She says, “Thanks,” and goes to get a new set of throwing knives for him. Natasha slides over next to him and rests her forehead on his shoulder. He can feel her body against his; it’s strange how unfamiliar intimacy already feels. She takes one shaky breath and lets it out.

He wants to tell her, again, “Phil’s dead,” because sometimes it feels like she’s the only one who understands that it’s not just a fact, it’s a cognitive impossibility. There’s a hole in the world, a part of Clint that lives in both past and present tense.

*

Natasha gets shot in the leg in Bangladesh and they both get fucked up on her painkillers. Hill sighs and locks them in their hotel room, promising to keep guard in the hallway. Clint knows he should feel worried about the fact that someone other than Natasha or Phil is watching his back, but he feels strangely untouchable these days.

The painkillers help.

He kisses Natasha and she kisses back. It doesn’t feel like they hoped it would—desperate or familiar or comforting—so instead they take turns throwing her knives and his arrows at an ugly painting of a landscape hanging on the wall. When Natasha suggests that they shoot it with something else, he puts her gun on his side of the bed and wraps himself around her until she falls asleep. Natasha’s not a soldier. Assassin, killer, warrior: yes. But going up against hordes of enemies that she didn’t know, killing them indiscriminately, had taken a toll on her. War was one thing the Red Room hadn’t trained her for.

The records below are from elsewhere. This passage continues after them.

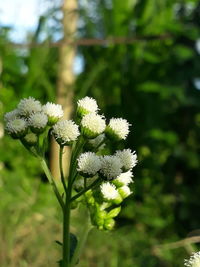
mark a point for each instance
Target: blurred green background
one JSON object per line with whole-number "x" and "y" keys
{"x": 151, "y": 78}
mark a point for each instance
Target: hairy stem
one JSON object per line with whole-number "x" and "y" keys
{"x": 51, "y": 181}
{"x": 61, "y": 169}
{"x": 82, "y": 240}
{"x": 86, "y": 189}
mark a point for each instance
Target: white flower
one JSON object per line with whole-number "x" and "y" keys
{"x": 109, "y": 191}
{"x": 124, "y": 191}
{"x": 29, "y": 105}
{"x": 97, "y": 141}
{"x": 89, "y": 163}
{"x": 194, "y": 260}
{"x": 53, "y": 111}
{"x": 124, "y": 178}
{"x": 65, "y": 132}
{"x": 93, "y": 125}
{"x": 38, "y": 121}
{"x": 30, "y": 139}
{"x": 111, "y": 167}
{"x": 79, "y": 184}
{"x": 87, "y": 105}
{"x": 128, "y": 158}
{"x": 11, "y": 115}
{"x": 17, "y": 127}
{"x": 118, "y": 129}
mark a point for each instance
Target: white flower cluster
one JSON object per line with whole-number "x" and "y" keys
{"x": 86, "y": 105}
{"x": 53, "y": 111}
{"x": 31, "y": 117}
{"x": 118, "y": 129}
{"x": 89, "y": 164}
{"x": 114, "y": 172}
{"x": 193, "y": 261}
{"x": 65, "y": 132}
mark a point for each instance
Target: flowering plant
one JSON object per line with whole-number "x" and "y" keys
{"x": 95, "y": 179}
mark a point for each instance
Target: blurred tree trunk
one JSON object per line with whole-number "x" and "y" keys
{"x": 65, "y": 83}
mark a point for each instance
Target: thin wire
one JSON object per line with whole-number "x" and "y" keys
{"x": 94, "y": 41}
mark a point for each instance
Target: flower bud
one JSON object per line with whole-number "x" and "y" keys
{"x": 124, "y": 178}
{"x": 38, "y": 122}
{"x": 86, "y": 105}
{"x": 124, "y": 191}
{"x": 128, "y": 158}
{"x": 113, "y": 213}
{"x": 17, "y": 128}
{"x": 53, "y": 111}
{"x": 65, "y": 132}
{"x": 117, "y": 129}
{"x": 88, "y": 164}
{"x": 92, "y": 125}
{"x": 109, "y": 224}
{"x": 30, "y": 139}
{"x": 27, "y": 106}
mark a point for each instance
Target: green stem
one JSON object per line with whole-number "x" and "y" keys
{"x": 51, "y": 181}
{"x": 61, "y": 169}
{"x": 81, "y": 243}
{"x": 66, "y": 232}
{"x": 86, "y": 189}
{"x": 66, "y": 211}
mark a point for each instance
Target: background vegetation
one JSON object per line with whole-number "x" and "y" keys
{"x": 154, "y": 82}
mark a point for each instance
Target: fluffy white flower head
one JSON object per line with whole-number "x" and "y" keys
{"x": 16, "y": 127}
{"x": 29, "y": 105}
{"x": 97, "y": 141}
{"x": 53, "y": 110}
{"x": 127, "y": 157}
{"x": 194, "y": 260}
{"x": 30, "y": 138}
{"x": 65, "y": 131}
{"x": 124, "y": 178}
{"x": 118, "y": 128}
{"x": 87, "y": 105}
{"x": 11, "y": 115}
{"x": 124, "y": 191}
{"x": 38, "y": 120}
{"x": 93, "y": 125}
{"x": 89, "y": 163}
{"x": 111, "y": 167}
{"x": 109, "y": 191}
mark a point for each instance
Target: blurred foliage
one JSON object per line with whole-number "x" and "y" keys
{"x": 153, "y": 83}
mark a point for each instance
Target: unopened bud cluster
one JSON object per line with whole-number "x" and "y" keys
{"x": 31, "y": 122}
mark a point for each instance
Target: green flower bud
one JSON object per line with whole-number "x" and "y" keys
{"x": 30, "y": 139}
{"x": 109, "y": 224}
{"x": 113, "y": 213}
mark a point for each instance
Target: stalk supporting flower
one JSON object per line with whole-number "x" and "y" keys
{"x": 100, "y": 182}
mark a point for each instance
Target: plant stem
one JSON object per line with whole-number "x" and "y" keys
{"x": 66, "y": 232}
{"x": 86, "y": 189}
{"x": 51, "y": 181}
{"x": 83, "y": 237}
{"x": 67, "y": 206}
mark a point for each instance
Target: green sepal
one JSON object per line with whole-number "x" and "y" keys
{"x": 113, "y": 213}
{"x": 73, "y": 244}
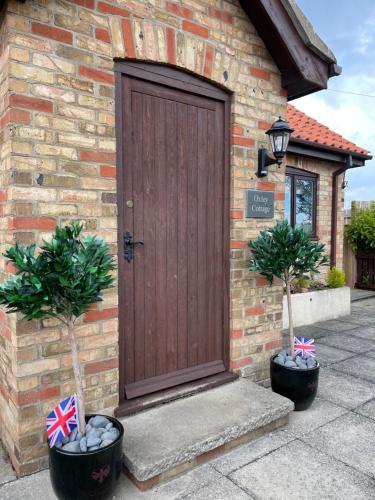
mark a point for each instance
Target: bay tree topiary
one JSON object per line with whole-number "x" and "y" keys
{"x": 286, "y": 253}
{"x": 360, "y": 233}
{"x": 60, "y": 281}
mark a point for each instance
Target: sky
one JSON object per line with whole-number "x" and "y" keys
{"x": 348, "y": 28}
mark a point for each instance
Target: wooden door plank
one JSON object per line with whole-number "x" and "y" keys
{"x": 201, "y": 224}
{"x": 193, "y": 337}
{"x": 161, "y": 243}
{"x": 182, "y": 166}
{"x": 172, "y": 235}
{"x": 140, "y": 126}
{"x": 148, "y": 251}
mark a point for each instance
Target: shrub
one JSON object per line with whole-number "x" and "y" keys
{"x": 62, "y": 281}
{"x": 360, "y": 233}
{"x": 335, "y": 278}
{"x": 289, "y": 254}
{"x": 302, "y": 282}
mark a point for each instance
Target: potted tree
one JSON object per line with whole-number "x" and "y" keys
{"x": 288, "y": 253}
{"x": 63, "y": 280}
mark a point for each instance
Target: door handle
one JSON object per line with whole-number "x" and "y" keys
{"x": 129, "y": 244}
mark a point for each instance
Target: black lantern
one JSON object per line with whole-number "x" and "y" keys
{"x": 279, "y": 135}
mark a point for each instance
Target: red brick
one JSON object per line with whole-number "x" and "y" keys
{"x": 261, "y": 281}
{"x": 243, "y": 141}
{"x": 260, "y": 73}
{"x": 266, "y": 186}
{"x": 128, "y": 38}
{"x": 279, "y": 196}
{"x": 50, "y": 32}
{"x": 98, "y": 156}
{"x": 236, "y": 214}
{"x": 236, "y": 244}
{"x": 237, "y": 130}
{"x": 32, "y": 103}
{"x": 236, "y": 334}
{"x": 4, "y": 392}
{"x": 254, "y": 311}
{"x": 101, "y": 366}
{"x": 239, "y": 363}
{"x": 283, "y": 92}
{"x": 208, "y": 61}
{"x": 220, "y": 14}
{"x": 179, "y": 11}
{"x": 19, "y": 116}
{"x": 112, "y": 9}
{"x": 106, "y": 171}
{"x": 262, "y": 125}
{"x": 275, "y": 344}
{"x": 89, "y": 4}
{"x": 194, "y": 28}
{"x": 31, "y": 397}
{"x": 103, "y": 35}
{"x": 5, "y": 119}
{"x": 96, "y": 74}
{"x": 44, "y": 223}
{"x": 171, "y": 46}
{"x": 103, "y": 314}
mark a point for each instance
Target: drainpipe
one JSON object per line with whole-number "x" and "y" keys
{"x": 335, "y": 177}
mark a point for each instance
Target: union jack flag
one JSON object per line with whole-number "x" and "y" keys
{"x": 62, "y": 420}
{"x": 304, "y": 345}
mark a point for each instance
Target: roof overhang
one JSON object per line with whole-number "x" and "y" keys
{"x": 303, "y": 59}
{"x": 327, "y": 153}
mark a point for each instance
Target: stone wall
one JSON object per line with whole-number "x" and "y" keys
{"x": 59, "y": 162}
{"x": 324, "y": 170}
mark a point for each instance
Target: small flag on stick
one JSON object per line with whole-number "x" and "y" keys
{"x": 62, "y": 420}
{"x": 304, "y": 346}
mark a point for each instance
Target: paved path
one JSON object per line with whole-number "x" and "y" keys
{"x": 327, "y": 452}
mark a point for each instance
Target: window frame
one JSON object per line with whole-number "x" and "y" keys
{"x": 297, "y": 173}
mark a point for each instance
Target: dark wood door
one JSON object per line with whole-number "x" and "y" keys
{"x": 173, "y": 197}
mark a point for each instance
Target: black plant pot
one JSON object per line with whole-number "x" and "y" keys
{"x": 91, "y": 475}
{"x": 300, "y": 386}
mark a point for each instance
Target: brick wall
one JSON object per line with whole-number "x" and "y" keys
{"x": 324, "y": 170}
{"x": 59, "y": 163}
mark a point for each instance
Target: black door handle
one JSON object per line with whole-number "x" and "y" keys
{"x": 129, "y": 246}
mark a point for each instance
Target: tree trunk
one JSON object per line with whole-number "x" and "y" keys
{"x": 290, "y": 315}
{"x": 78, "y": 378}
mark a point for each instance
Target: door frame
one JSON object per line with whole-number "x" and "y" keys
{"x": 178, "y": 79}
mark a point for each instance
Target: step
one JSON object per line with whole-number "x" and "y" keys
{"x": 165, "y": 441}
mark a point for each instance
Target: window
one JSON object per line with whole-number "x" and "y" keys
{"x": 300, "y": 199}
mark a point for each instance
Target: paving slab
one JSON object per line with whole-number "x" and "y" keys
{"x": 319, "y": 413}
{"x": 7, "y": 472}
{"x": 249, "y": 452}
{"x": 335, "y": 325}
{"x": 327, "y": 355}
{"x": 367, "y": 410}
{"x": 347, "y": 342}
{"x": 344, "y": 390}
{"x": 299, "y": 471}
{"x": 362, "y": 367}
{"x": 365, "y": 332}
{"x": 163, "y": 438}
{"x": 350, "y": 439}
{"x": 223, "y": 489}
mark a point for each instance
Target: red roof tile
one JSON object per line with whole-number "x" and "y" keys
{"x": 308, "y": 129}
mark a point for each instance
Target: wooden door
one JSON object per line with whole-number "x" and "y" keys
{"x": 173, "y": 198}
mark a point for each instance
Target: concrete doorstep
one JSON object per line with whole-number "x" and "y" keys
{"x": 166, "y": 441}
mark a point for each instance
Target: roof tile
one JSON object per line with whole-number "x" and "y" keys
{"x": 311, "y": 130}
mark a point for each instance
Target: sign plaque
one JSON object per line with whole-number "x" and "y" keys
{"x": 260, "y": 204}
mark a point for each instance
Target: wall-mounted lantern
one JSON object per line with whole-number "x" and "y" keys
{"x": 279, "y": 135}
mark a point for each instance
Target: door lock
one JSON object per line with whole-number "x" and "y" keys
{"x": 129, "y": 246}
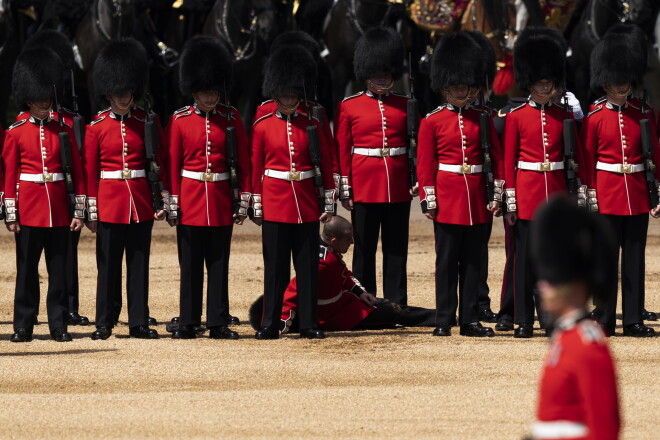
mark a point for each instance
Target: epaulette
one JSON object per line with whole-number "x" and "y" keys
{"x": 439, "y": 109}
{"x": 262, "y": 118}
{"x": 182, "y": 109}
{"x": 97, "y": 120}
{"x": 352, "y": 96}
{"x": 181, "y": 114}
{"x": 598, "y": 108}
{"x": 323, "y": 252}
{"x": 17, "y": 124}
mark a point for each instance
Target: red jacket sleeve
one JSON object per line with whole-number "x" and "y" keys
{"x": 511, "y": 141}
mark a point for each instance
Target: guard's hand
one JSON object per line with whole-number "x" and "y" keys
{"x": 92, "y": 226}
{"x": 76, "y": 224}
{"x": 495, "y": 207}
{"x": 368, "y": 298}
{"x": 655, "y": 212}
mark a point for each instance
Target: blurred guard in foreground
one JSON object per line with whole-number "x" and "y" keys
{"x": 37, "y": 201}
{"x": 209, "y": 171}
{"x": 575, "y": 260}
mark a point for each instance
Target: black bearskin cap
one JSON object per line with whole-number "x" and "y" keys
{"x": 205, "y": 65}
{"x": 256, "y": 313}
{"x": 488, "y": 57}
{"x": 539, "y": 53}
{"x": 57, "y": 42}
{"x": 620, "y": 57}
{"x": 297, "y": 37}
{"x": 287, "y": 70}
{"x": 121, "y": 67}
{"x": 35, "y": 72}
{"x": 457, "y": 59}
{"x": 571, "y": 245}
{"x": 379, "y": 50}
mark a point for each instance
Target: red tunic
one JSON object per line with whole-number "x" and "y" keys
{"x": 578, "y": 390}
{"x": 339, "y": 307}
{"x": 280, "y": 143}
{"x": 450, "y": 136}
{"x": 197, "y": 143}
{"x": 115, "y": 143}
{"x": 534, "y": 133}
{"x": 611, "y": 135}
{"x": 270, "y": 106}
{"x": 32, "y": 146}
{"x": 366, "y": 121}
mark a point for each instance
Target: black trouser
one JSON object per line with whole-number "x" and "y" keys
{"x": 525, "y": 294}
{"x": 457, "y": 267}
{"x": 506, "y": 296}
{"x": 630, "y": 235}
{"x": 30, "y": 243}
{"x": 72, "y": 272}
{"x": 198, "y": 245}
{"x": 368, "y": 220}
{"x": 280, "y": 240}
{"x": 112, "y": 239}
{"x": 484, "y": 290}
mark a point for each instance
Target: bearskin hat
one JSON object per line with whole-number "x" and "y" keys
{"x": 457, "y": 59}
{"x": 121, "y": 67}
{"x": 620, "y": 57}
{"x": 379, "y": 50}
{"x": 287, "y": 70}
{"x": 56, "y": 41}
{"x": 35, "y": 72}
{"x": 539, "y": 53}
{"x": 488, "y": 57}
{"x": 571, "y": 245}
{"x": 205, "y": 65}
{"x": 297, "y": 37}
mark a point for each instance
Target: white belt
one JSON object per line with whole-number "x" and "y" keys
{"x": 540, "y": 166}
{"x": 461, "y": 169}
{"x": 380, "y": 152}
{"x": 620, "y": 168}
{"x": 325, "y": 302}
{"x": 205, "y": 177}
{"x": 123, "y": 174}
{"x": 41, "y": 178}
{"x": 295, "y": 176}
{"x": 559, "y": 429}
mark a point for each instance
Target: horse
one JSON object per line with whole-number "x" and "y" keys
{"x": 597, "y": 17}
{"x": 247, "y": 28}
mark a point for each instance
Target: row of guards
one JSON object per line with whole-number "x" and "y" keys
{"x": 204, "y": 175}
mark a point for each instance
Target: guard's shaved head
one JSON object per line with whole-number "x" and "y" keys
{"x": 337, "y": 227}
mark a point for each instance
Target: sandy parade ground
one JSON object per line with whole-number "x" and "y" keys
{"x": 396, "y": 384}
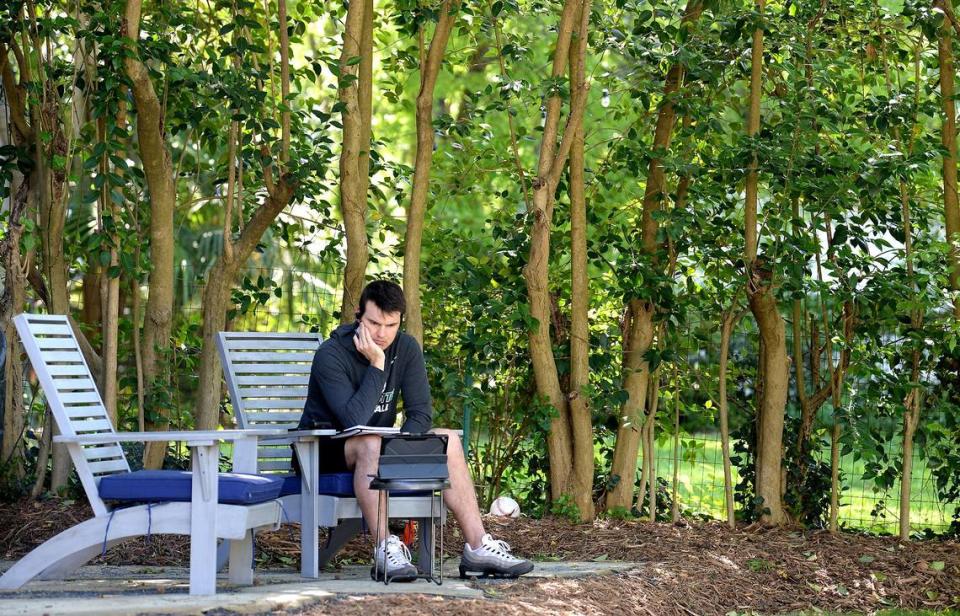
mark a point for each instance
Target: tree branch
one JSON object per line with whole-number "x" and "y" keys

They won, he reminds himself. War, invasion, battle, whatever the newspapers want to call it. They won.

*

No one says Phil's name anymore.


	2. Chapter 2

**Summary for the Chapter:**

> Three months after destroyed landscapes and aborted kisses and painkillers that don’t work, Natasha’s gunshot wound heals enough for her to walk without a cane (a cane with a sword in it, an unexpected present from Hill) and Clint sleeps through some nights without the assistance of vodka and Natasha’s murmured lullabies.

**Notes for the Chapter:**

> Content Advisory: Grief, depression, character with a learning disability, dealing with the (temporary!) death of a loved one. References to alcoholic parents.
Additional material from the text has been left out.